The 38-year-old, who lives in Ramsgate with husband Mark and their three cats Solar, Cosmos and Magnus, says she received the alert that the skies had cleared and the aurora may be visible and so went out to capture it.
She said: “Alerts came through about midnight and I realised that the skies had cleared after all the rain and so in a flash, I was out of the door and the aurora chase was on.
“I could actually see the green arc and the rays with my eye, I always wondered if it would be something that would be an in-camera only experience or one that you could possibly make out…..it is utterly mind-blowing to have seen them this far south. And that is the rare thing about (it).
“It was active all the way before first light of dawn cracked across the sky and ended the show!”
‘Aurora chasing’ is a specialism for Rebecca who has travelled to Iceland many times as well as capturing it in Scotland, Sweden, The Faroe Islands, Canada and Lofoten in the Arctic Circle of Norway.
Her aurora imagery and citizen science writing has been featured in National Geographic, Ernest Journal & Iceland Monitor.
Rebecca, who studied at the University of Sheffield and worked in recruitment and then as an employability advisor in higher education, moved into teaching photography before launching her business full-time in 2010.

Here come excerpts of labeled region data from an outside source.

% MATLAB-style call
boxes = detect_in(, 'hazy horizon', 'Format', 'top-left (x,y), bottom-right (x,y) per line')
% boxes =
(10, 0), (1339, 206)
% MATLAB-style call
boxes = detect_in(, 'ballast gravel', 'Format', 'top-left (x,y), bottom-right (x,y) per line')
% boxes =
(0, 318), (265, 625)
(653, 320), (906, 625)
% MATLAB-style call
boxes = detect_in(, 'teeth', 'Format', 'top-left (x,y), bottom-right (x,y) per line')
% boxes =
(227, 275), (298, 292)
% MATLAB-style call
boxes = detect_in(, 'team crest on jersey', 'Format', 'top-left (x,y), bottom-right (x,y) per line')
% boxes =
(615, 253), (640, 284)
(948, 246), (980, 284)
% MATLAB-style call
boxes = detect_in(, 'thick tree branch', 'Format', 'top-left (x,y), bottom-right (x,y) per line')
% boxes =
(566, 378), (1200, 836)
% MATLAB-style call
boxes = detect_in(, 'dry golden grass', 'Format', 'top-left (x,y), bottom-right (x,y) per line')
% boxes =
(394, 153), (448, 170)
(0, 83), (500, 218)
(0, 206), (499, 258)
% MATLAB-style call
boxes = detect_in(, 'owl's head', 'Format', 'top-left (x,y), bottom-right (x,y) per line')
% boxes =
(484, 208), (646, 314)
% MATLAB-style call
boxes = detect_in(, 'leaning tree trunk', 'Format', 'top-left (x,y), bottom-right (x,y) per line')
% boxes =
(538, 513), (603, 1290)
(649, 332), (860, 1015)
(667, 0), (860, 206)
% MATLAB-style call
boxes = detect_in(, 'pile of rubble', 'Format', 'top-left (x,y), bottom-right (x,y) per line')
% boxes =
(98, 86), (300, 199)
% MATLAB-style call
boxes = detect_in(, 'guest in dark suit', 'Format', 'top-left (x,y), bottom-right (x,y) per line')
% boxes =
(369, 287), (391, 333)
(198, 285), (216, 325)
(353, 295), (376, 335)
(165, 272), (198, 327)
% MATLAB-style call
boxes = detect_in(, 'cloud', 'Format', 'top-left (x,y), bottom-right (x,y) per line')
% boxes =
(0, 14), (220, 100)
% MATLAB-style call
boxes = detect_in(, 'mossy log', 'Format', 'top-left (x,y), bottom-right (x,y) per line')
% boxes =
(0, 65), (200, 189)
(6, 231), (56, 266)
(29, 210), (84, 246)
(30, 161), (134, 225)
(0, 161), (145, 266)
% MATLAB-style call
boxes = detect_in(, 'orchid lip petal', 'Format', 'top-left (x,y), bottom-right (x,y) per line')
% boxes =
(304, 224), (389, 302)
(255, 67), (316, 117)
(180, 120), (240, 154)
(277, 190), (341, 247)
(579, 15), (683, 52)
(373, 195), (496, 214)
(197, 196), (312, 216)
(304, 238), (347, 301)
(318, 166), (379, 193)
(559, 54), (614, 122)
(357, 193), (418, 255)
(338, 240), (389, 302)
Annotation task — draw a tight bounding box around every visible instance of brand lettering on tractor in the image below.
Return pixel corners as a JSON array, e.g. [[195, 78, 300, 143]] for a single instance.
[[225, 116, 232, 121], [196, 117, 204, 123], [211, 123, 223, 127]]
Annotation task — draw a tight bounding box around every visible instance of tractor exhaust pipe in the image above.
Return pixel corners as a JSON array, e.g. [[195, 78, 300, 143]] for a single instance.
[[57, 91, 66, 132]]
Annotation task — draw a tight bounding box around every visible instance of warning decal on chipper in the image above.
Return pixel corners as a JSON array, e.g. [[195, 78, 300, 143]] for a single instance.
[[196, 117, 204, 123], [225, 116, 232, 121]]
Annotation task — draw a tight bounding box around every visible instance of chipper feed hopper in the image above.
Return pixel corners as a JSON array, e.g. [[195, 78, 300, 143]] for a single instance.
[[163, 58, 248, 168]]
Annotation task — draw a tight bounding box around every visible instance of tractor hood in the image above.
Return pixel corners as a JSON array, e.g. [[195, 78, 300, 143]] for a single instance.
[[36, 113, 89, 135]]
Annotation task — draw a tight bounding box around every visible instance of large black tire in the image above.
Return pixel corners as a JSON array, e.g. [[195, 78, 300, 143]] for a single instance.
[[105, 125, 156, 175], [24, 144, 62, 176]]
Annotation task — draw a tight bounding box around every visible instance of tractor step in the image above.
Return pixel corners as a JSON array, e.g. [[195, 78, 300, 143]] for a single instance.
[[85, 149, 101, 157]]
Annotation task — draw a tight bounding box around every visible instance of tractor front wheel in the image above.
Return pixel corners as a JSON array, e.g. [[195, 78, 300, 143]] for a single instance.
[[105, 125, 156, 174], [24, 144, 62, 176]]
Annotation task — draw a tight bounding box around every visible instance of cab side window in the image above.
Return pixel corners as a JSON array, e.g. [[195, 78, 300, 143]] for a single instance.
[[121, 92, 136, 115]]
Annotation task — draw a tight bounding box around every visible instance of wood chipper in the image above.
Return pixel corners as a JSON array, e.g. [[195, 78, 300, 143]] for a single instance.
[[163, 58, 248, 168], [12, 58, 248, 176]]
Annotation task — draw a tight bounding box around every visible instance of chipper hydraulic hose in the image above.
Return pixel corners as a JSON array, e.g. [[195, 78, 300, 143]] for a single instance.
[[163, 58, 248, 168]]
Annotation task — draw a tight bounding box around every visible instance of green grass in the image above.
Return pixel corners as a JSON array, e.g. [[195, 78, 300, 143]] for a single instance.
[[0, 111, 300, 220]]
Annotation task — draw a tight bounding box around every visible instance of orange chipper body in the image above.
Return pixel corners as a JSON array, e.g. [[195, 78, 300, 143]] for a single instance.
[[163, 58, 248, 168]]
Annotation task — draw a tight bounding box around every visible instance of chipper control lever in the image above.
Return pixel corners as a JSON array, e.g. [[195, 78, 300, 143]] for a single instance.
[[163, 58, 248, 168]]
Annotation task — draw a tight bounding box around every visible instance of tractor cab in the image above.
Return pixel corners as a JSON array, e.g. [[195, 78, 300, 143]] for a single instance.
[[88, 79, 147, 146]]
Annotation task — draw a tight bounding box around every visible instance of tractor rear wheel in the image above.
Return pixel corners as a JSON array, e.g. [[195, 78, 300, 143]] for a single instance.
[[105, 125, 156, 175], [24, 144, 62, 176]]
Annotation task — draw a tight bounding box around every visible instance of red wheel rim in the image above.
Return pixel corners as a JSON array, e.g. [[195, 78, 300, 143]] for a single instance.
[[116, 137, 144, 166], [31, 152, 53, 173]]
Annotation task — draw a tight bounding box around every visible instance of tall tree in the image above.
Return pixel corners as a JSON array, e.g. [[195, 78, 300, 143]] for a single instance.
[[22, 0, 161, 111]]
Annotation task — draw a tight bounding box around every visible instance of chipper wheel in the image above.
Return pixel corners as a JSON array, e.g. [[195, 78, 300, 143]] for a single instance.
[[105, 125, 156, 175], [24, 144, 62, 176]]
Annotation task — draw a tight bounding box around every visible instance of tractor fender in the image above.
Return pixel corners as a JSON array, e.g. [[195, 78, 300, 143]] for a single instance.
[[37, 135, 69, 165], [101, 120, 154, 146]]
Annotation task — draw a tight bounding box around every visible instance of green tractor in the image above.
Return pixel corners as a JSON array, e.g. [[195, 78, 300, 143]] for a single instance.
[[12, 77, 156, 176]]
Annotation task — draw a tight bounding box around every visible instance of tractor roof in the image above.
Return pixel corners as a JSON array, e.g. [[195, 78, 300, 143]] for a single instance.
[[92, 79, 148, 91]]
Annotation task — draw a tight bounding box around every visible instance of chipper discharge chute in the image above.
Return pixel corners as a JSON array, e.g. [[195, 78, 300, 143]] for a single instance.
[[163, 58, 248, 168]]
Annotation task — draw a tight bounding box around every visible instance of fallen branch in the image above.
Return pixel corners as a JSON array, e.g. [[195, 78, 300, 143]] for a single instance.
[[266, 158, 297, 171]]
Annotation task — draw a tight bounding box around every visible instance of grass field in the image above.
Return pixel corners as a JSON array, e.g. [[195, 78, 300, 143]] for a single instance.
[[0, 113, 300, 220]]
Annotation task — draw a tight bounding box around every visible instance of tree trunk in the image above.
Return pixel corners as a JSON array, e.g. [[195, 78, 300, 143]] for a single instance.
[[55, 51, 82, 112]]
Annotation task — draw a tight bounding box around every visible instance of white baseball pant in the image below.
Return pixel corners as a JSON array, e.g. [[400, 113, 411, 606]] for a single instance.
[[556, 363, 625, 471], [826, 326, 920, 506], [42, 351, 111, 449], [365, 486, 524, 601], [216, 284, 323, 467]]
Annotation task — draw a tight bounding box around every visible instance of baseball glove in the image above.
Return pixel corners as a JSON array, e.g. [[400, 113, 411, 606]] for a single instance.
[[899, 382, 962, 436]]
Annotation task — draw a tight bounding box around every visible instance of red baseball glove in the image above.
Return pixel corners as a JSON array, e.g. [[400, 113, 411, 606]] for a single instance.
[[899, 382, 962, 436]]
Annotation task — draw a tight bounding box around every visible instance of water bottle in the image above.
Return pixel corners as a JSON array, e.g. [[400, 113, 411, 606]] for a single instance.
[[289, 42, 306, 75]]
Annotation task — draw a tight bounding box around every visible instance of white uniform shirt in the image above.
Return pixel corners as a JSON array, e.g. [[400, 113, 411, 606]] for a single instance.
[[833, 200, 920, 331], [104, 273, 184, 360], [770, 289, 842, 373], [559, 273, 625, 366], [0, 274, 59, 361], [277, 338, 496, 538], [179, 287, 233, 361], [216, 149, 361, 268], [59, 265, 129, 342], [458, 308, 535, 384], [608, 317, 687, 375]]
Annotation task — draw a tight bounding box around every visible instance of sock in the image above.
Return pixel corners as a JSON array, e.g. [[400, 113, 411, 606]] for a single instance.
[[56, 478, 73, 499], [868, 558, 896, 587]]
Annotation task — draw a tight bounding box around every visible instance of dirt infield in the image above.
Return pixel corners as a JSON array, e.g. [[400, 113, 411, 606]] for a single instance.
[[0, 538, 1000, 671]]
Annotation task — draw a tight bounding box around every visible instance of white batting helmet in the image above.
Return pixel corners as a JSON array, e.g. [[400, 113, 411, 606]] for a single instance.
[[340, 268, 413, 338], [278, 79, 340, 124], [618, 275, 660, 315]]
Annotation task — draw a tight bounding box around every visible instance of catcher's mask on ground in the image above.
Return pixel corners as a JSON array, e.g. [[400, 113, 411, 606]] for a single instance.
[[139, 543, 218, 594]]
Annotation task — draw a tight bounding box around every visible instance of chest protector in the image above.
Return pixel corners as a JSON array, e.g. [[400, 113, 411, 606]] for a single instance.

She concentrates mainly on lifestyle and brand work as well as being an experienced Arctic and Sub-Arctic traveller to capture visual stories across Iceland and Norway.
Rebecca added: “If we have a window to the sky plus space weather willing, there is a strong chance of a similar night tonight!”
For a guide on how to see and shoot the aurora head to https://rebeccadouglas.co.uk/aurora-borealis-photography/
The images can also be found on Rebecca’s print shop at https://printshop.rebeccadouglas.co.uk/art/botanybayaurora
The northern lights (also known as aurora borealis) appear as large areas of colour including pale green, pink, shades of red, yellow, blue and violet in the direction due north.
During a weak aurora, the colours are very faint and spread out whereas an intense aurora features greater numbers of and brighter colours which can be seen higher in the sky with a distinct arc. The northern lights are best seen in darkness, away from any light pollution. The lights generally extend from 50 miles to as high as 400 miles above the Earth’s surface.
The northern lights occur as a consequence of solar activity and result from collisions of charged particles in the solar wind colliding with molecules in the Earth’s upper atmosphere.